25. No caminho rumo ao Jubileu, voltemos à Sagrada Escritura e sintamos, dirigidas a
nós, estas palavras: «Nós que procuramos refúgio n’Ele, encontramos grande estímulo
agarrando-nos à esperança proposta. Nessa esperança, temos como que uma âncora segura
e firme da alma, que penetra até ao interior do véu, onde Jesus entrou como nosso
precursor» (Heb 6,18-20). É um forte convite a nunca perder a esperança que nos foi dada, a
mantê-la firme, encontrando refúgio em Deus.
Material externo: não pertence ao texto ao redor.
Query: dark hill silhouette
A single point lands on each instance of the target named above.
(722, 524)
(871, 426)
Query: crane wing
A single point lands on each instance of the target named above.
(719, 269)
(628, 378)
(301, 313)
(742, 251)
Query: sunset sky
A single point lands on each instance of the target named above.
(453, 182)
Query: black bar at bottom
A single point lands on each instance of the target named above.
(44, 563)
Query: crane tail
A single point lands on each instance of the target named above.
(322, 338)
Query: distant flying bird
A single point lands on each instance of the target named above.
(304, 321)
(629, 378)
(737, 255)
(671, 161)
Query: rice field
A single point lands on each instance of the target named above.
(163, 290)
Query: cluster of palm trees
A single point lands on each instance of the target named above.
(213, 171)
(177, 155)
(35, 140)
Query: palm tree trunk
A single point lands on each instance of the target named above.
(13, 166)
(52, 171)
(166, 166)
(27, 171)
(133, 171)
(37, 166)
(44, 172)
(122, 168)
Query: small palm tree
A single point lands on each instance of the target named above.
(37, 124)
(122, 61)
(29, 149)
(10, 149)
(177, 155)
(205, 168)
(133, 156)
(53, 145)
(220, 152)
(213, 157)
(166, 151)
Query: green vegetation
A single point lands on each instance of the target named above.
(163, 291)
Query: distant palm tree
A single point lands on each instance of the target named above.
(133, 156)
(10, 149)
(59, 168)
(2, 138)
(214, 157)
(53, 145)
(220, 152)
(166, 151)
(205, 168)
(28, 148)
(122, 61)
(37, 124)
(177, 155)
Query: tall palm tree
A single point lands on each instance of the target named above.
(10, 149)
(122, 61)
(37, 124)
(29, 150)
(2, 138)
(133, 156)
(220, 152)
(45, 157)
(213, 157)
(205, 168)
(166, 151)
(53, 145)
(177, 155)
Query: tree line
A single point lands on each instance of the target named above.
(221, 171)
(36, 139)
A imagem da âncora é sugestiva para compreender a estabilidade e a segurança que
possuímos no meio das águas agitadas da vida, se nos confiarmos ao Senhor Jesus. As
tempestades nunca poderão prevalecer, porque estamos ancorados na esperança da graça,
capaz de nos fazer viver em Cristo, superando o pecado, o medo e a morte. Esta esperança,
muito maior do que as satisfações quotidianas e as melhorias nas condições de vida,
transporta-nos para além das provações e exorta-nos a caminhar sem perder de vista a
grandeza da meta a que somos chamados: o Céu.
Portanto, o próximo Jubileu há de ser um Ano Santo caraterizado pela esperança que
não conhece ocaso, a esperança em Deus. Que nos ajude também a reencontrar a confiança
necessária, tanto na Igreja como na sociedade, no relacionamento interpessoal, nas relações
internacionais, na promoção da dignidade de cada pessoa e no respeito pela criação. Que o
testemunho crente seja fermento de esperança genuína no mundo, anúncio de novos céus e
nova terra (cf. 2 Ped 3,13), onde habite a justiça e a harmonia entre os povos, visando a
realização da promessa do Senhor.
Deixemo-nos, desde já, atrair pela esperança, consentindo-lhe que, por nosso
intermédio, se torne contagiosa para quantos a desejam. Possa a nossa vida dizer-lhes:
«Confia no Senhor! Sê forte e corajoso, e confia no Senhor» (Sal 27, 14). Que a força da
esperança encha o nosso presente, aguardando com confiança o regresso do Senhor Jesus
Cristo, a Quem é devido o louvor e a glória agora e nos séculos futuros.